Alors qu'une certaine minorité fêtait leur journée mondiale contre l’homophobie, une tribune au vitriol publiée par l’édile de Paris Centre, Ariel Weil, vient de mettre le feu aux poudres. En dénonçant sans détour une «traque» au Sénégal, l’homme politique français place notre pays sur le banc des accusés, provoquant une onde de choc qui relance le débat sur la limite entre solidarité internationale et ingérence souveraine.
Le ton n’avait que rarement été aussi agressif. Dans une tribune incendiaire publiée ce vendredi dans le magazine Têtu, Ariel Weil, figure politique influente de la capitale française, a lancé une charge frontale contre les autorités et la société sénégalaises.
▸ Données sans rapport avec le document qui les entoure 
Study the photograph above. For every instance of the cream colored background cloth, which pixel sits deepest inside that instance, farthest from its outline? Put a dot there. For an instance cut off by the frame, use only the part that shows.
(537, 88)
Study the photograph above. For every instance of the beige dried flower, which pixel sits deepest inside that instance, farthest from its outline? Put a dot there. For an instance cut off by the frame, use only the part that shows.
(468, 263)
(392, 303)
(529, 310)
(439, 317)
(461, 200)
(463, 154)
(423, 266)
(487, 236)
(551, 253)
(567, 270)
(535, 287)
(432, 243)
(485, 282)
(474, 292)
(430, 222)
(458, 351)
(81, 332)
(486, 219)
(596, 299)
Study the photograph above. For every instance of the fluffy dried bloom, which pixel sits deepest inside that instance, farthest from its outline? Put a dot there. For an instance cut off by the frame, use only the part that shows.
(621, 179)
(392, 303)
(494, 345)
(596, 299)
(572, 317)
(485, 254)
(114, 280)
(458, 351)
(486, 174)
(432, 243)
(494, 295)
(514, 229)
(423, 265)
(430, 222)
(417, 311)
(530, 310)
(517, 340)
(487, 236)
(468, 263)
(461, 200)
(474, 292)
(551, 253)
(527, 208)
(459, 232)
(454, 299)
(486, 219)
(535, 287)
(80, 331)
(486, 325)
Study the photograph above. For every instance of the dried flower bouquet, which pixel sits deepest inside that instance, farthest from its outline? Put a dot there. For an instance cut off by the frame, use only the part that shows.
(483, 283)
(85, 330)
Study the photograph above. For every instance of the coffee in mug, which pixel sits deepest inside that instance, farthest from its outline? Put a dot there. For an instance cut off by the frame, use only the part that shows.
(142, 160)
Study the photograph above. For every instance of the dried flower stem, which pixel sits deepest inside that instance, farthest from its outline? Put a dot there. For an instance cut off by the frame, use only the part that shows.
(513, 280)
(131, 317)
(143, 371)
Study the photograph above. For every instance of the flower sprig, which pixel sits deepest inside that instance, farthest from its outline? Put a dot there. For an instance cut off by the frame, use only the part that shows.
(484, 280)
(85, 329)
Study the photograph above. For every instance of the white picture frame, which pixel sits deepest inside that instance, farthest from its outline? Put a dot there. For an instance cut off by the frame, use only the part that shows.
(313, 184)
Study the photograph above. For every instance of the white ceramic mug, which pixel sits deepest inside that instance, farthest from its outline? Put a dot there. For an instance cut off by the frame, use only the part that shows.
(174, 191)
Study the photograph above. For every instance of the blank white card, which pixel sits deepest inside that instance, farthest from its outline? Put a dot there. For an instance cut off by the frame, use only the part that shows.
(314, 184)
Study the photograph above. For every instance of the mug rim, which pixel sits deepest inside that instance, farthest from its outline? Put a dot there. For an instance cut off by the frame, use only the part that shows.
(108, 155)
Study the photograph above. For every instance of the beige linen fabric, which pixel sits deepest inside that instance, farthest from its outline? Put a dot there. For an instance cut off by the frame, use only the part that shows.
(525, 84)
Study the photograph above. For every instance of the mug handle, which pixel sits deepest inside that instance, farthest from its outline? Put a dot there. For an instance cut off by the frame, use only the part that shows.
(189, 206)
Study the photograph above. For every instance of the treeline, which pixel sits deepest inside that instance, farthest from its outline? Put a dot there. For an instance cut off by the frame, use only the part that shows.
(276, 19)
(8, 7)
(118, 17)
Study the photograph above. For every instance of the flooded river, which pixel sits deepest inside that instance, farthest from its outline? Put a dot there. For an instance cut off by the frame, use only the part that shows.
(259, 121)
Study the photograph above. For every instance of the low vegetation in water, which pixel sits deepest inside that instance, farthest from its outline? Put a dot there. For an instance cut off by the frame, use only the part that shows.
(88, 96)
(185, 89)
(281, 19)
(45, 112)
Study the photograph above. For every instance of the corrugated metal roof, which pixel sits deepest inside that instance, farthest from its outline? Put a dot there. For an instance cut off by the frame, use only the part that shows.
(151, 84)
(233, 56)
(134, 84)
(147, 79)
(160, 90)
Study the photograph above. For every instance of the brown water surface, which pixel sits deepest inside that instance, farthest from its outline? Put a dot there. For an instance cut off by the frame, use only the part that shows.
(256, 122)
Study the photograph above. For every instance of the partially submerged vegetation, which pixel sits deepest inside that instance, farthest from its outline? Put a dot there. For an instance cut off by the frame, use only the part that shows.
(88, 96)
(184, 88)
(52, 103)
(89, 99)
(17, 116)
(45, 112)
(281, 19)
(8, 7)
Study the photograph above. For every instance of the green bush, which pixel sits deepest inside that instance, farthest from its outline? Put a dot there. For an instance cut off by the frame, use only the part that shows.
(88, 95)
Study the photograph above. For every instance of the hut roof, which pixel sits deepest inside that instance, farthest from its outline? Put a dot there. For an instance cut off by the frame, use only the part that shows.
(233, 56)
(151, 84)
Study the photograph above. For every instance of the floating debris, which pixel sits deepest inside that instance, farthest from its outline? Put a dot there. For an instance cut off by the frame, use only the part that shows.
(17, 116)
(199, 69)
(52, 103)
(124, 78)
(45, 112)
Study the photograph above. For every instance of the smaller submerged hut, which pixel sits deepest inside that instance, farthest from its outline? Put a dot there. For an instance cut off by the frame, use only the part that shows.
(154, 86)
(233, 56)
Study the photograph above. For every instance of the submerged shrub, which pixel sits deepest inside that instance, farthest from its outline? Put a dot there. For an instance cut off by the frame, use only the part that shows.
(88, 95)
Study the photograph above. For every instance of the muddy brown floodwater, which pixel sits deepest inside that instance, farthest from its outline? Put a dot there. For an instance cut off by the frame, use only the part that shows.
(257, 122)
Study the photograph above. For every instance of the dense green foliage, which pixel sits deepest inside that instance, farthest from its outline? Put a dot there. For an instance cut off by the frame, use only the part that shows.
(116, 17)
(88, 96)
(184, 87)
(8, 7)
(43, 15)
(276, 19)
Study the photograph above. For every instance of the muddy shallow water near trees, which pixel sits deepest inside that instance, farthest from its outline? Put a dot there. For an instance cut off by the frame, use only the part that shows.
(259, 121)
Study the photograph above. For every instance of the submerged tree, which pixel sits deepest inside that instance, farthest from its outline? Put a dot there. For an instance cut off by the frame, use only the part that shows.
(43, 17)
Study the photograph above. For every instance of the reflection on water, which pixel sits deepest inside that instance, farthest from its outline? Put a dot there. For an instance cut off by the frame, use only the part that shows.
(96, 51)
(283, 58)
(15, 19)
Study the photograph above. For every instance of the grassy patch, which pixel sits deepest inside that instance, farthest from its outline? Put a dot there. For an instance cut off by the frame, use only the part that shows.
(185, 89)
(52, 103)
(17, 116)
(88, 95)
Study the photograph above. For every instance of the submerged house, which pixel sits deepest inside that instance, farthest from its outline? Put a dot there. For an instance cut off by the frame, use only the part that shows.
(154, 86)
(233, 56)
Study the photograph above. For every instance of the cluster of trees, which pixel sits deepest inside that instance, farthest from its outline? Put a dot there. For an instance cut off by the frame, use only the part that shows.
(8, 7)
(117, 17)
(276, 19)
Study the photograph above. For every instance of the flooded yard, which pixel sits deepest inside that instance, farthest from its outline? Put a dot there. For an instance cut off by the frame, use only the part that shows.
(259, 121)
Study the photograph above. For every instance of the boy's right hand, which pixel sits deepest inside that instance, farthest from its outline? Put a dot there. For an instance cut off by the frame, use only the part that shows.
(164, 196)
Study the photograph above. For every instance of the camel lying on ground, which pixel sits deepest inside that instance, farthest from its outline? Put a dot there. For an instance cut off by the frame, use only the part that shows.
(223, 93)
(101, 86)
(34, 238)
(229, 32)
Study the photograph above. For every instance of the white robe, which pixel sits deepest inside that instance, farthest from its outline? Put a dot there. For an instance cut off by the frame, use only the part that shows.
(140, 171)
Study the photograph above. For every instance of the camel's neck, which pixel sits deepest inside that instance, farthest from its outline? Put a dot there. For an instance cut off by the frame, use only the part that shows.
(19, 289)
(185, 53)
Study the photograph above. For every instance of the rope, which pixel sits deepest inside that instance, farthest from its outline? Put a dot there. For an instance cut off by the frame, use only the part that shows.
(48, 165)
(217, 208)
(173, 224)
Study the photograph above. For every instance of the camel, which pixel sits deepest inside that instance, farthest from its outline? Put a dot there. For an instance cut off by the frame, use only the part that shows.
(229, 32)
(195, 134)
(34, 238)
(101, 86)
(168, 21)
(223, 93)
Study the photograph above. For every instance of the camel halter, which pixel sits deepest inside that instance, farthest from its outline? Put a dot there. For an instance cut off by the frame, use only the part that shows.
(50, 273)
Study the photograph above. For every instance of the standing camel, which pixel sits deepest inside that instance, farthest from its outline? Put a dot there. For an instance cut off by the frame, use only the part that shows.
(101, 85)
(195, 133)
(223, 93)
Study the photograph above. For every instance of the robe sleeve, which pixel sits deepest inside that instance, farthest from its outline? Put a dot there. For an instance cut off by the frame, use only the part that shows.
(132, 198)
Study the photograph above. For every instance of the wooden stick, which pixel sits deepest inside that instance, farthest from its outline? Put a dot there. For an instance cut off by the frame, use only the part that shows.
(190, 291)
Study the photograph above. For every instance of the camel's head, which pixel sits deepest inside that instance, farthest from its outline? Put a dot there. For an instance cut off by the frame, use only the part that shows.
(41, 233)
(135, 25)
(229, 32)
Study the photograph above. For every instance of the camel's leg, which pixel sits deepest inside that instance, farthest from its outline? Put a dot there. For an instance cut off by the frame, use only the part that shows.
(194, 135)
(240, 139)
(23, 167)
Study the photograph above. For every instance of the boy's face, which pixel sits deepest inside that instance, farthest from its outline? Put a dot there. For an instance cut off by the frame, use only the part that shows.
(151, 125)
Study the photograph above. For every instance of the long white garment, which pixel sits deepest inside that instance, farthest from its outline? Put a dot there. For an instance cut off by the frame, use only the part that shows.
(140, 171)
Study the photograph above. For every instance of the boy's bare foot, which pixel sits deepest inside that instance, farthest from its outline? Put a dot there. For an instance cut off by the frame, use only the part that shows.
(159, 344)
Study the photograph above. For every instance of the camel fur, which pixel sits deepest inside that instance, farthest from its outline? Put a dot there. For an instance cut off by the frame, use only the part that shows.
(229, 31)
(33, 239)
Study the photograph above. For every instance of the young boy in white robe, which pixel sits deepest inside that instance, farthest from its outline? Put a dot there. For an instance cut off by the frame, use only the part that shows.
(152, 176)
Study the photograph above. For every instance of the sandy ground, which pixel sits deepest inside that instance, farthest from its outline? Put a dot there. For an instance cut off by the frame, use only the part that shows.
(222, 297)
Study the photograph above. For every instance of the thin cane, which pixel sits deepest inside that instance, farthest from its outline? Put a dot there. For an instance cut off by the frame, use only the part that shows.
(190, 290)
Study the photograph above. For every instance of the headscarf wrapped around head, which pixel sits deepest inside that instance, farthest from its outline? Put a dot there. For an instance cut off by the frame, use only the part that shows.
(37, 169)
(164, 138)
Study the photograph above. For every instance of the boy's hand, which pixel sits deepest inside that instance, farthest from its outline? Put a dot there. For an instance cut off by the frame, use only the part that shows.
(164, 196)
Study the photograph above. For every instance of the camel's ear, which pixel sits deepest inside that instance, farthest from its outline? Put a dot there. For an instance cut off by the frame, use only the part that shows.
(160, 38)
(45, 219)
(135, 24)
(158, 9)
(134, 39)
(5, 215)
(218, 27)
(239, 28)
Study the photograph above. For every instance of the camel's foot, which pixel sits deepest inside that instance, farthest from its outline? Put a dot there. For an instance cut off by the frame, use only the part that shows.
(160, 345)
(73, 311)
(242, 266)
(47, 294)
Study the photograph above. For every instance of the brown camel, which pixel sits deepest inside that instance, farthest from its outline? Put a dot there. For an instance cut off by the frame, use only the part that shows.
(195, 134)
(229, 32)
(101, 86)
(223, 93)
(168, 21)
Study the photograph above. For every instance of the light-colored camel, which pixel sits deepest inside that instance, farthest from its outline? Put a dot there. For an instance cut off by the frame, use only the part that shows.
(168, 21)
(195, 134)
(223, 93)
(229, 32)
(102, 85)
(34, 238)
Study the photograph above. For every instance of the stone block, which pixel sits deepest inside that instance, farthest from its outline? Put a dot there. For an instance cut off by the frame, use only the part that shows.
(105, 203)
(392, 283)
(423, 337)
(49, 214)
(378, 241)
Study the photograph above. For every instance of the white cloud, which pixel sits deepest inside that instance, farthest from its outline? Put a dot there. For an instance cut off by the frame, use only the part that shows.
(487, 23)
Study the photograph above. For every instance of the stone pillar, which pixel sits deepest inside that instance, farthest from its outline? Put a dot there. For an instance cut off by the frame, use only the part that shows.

Profitant de la caisse de résonance qu'offre la Journée mondiale contre l’homophobie, le maire du secteur Paris Centre (qui regroupe désormais les 1er, 2e, 3e et 4e arrondissements de Paris) a choisi de briser les codes de la réserve diplomatique pour pointer du doigt ce qu’il qualifie de «dérive répressive» et de «climat de terreur» visant les minorités sexuelles au pays de la Teranga.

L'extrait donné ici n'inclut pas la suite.